Neelkanth would prefer to stick to bonds on a one-year time frame and expects equities to outperform all asset classes over a five year tenure.
Sonal Varma, ED and Chief India Economist, Nomura India
“The domestic situation has been satisfactory with 7.5% GDP growth considering a global slowdown. Reforms expectations were unrealistic and have now moderated. The biggest risk that India faces is that China disappoints further and outflow of foreign money. Banks average cost of deposits will stay high since they took high cost of deposits in the last two to three years and the Reserve Bank of India (RBI) has maintained tight liquidity as well. Globally volatility was suppressed during the last 4-5 years due to stimulus packages and their withdrawal will keep volatility elevated. Negative interest rates are not great for banks as their net interest margins are impacted.”
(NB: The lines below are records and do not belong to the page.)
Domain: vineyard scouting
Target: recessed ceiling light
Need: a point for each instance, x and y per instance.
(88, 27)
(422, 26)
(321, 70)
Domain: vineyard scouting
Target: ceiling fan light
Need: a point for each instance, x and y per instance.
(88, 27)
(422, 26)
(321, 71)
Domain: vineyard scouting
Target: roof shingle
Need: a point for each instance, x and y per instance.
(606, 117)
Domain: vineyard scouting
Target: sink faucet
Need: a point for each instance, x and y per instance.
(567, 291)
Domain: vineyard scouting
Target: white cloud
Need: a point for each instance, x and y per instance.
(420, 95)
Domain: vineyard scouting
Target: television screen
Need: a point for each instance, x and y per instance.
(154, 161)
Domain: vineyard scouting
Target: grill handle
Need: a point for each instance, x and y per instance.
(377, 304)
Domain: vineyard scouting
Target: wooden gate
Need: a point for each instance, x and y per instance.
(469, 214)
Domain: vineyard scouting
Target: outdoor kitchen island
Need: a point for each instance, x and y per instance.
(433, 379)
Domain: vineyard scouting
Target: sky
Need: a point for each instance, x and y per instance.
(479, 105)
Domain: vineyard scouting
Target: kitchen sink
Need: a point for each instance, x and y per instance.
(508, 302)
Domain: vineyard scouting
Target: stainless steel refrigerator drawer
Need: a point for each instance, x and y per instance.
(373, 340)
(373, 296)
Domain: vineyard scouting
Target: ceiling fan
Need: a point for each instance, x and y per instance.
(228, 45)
Domestically, Sonal believes that real estate macros are in a bad shape, which can lead to massive price correction or extended time correction. Inflation will be sticky and the RBI is expected to cut 25 bps of repo rate.
Paritosh Mathur, Executive Vice President, IDFC Bank Ltd.
“The government has been clearing many roadblocks for corporates and along with the RBI is working towards very healthy balance sheets in the country. Process of recognising stressed assets and sectors is done and plans have been put in place. Corporate balance sheets will start improving in the next two to three quarters. Private banks are placed much better due to higher capital adequacy and will benefit as foreign banks are facing issues. Banks who blend digital innovation with retail focus will benefit the most.”
Paritosh is of the view that supply of bonds will be there at the longer end of the yield curve whereas the shorter tenure yields would dip below 7%.
Kishor concluded the event by announcing the winners of the FY16 predictions.